Cannabis Breathalyzer Could Be Road-Ready in 2016, and CA Cops Can’t Wait
Californians prone to “ridin’ dirty” may want to reconsider in light of news that a cannabis breathalyzer could be available to law enforcement by the end of 2016.
A cannabis breathalyzer will undergo clinical trials early next year, according to Oakland-based Hound Labs, which developed the technology in collaboration with scientists at UC Berkeley.
If all goes well, the company hopes to make the device available to consumers and law enforcement by the end of 2016.
“In just one or two breaths, our new scientific approach is able to capture THC, and, through an extraction process, measure the actual level to less than 500 picograms,” Matt Francis, a UC Berkeley professor and associate dean of chemistry, said in a statement.
That instant measurement is what California law enforcement officers have been seeking, since cops are often left guessing whether a driver they’ve pulled over is impaired or not.
Without the instant measurement of THC in the blood, police typically have to arrest people and obtain a warrant to collect the driver’s blood.

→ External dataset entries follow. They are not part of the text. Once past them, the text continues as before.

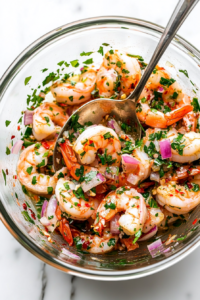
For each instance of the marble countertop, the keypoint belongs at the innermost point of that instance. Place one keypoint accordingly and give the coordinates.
(23, 276)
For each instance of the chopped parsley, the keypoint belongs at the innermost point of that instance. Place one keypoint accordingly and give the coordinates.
(49, 190)
(89, 176)
(184, 72)
(137, 236)
(7, 123)
(167, 82)
(177, 144)
(34, 180)
(107, 135)
(7, 151)
(111, 242)
(4, 176)
(106, 159)
(88, 61)
(29, 170)
(27, 79)
(195, 104)
(100, 50)
(110, 205)
(86, 53)
(74, 63)
(80, 194)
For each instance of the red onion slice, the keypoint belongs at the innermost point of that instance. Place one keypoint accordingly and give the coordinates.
(165, 149)
(155, 176)
(17, 147)
(44, 207)
(114, 224)
(113, 125)
(129, 163)
(96, 180)
(148, 235)
(161, 89)
(70, 254)
(28, 117)
(155, 248)
(51, 207)
(45, 221)
(143, 209)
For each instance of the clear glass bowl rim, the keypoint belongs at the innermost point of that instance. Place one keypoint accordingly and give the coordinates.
(4, 216)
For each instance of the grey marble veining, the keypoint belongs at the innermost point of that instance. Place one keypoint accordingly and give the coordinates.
(23, 276)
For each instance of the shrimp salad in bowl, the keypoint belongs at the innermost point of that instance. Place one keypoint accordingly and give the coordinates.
(113, 192)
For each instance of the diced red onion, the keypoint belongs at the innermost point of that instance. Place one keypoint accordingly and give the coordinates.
(114, 224)
(161, 89)
(129, 163)
(17, 147)
(148, 235)
(70, 254)
(44, 207)
(113, 173)
(51, 208)
(155, 176)
(155, 248)
(165, 149)
(45, 221)
(28, 117)
(143, 209)
(133, 179)
(98, 179)
(113, 125)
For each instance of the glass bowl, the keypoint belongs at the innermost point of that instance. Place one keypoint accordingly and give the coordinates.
(66, 43)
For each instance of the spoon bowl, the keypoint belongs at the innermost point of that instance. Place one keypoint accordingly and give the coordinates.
(123, 111)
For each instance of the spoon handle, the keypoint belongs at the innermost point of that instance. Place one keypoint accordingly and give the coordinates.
(182, 10)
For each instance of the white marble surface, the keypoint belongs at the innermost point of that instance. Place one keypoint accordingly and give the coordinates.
(22, 276)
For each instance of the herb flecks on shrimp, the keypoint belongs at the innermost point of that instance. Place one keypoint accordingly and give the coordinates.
(113, 192)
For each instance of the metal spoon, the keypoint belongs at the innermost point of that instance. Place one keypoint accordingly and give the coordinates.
(125, 110)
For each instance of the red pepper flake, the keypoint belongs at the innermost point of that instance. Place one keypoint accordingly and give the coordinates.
(194, 222)
(189, 185)
(45, 145)
(85, 245)
(24, 206)
(32, 214)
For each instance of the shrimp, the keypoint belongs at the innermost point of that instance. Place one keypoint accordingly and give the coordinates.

Urine and saliva tests can be issued, but these indicate past cannabis use, and not whether a driver is currently impaired or not.
“We need a way to not only test ‘yes’ or ‘no’ for the presence of marijuana, but to actually measure and correlate THC levels with impairment,” said Hound Labs CEO Mike Lynn, an emergency room physician.

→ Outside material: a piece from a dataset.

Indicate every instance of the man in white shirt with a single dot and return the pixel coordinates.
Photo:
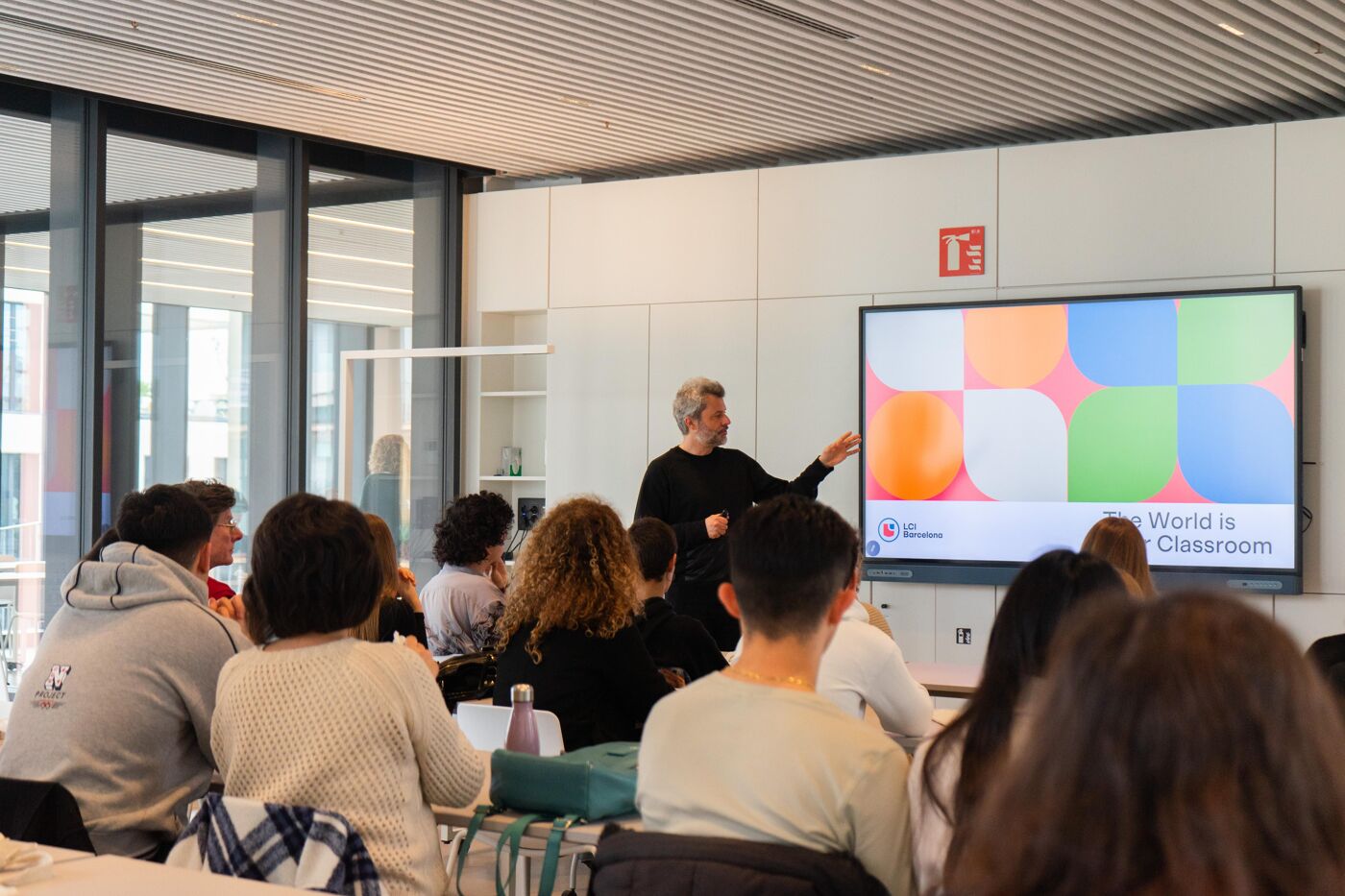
(755, 752)
(865, 667)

But the news of a possible cannabis breathalyzer has some marijuana advocates fuming. They argue that, unlike alcohol, THC levels don’t give a good indication of a user’s impairment.
Even the National Highway Traffic Safety Administration acknowledges that it’s “difficult to establish a relationship between a person’s THC blood or plasma concentration and performance impairing effects.”
Still, for many voters still wary of cannabis legalization, driving under the influence is a major sticking point. Hound Labs hopes to address that concern by offering police a roadside test to check drivers for impairment, just as they do for alcohol.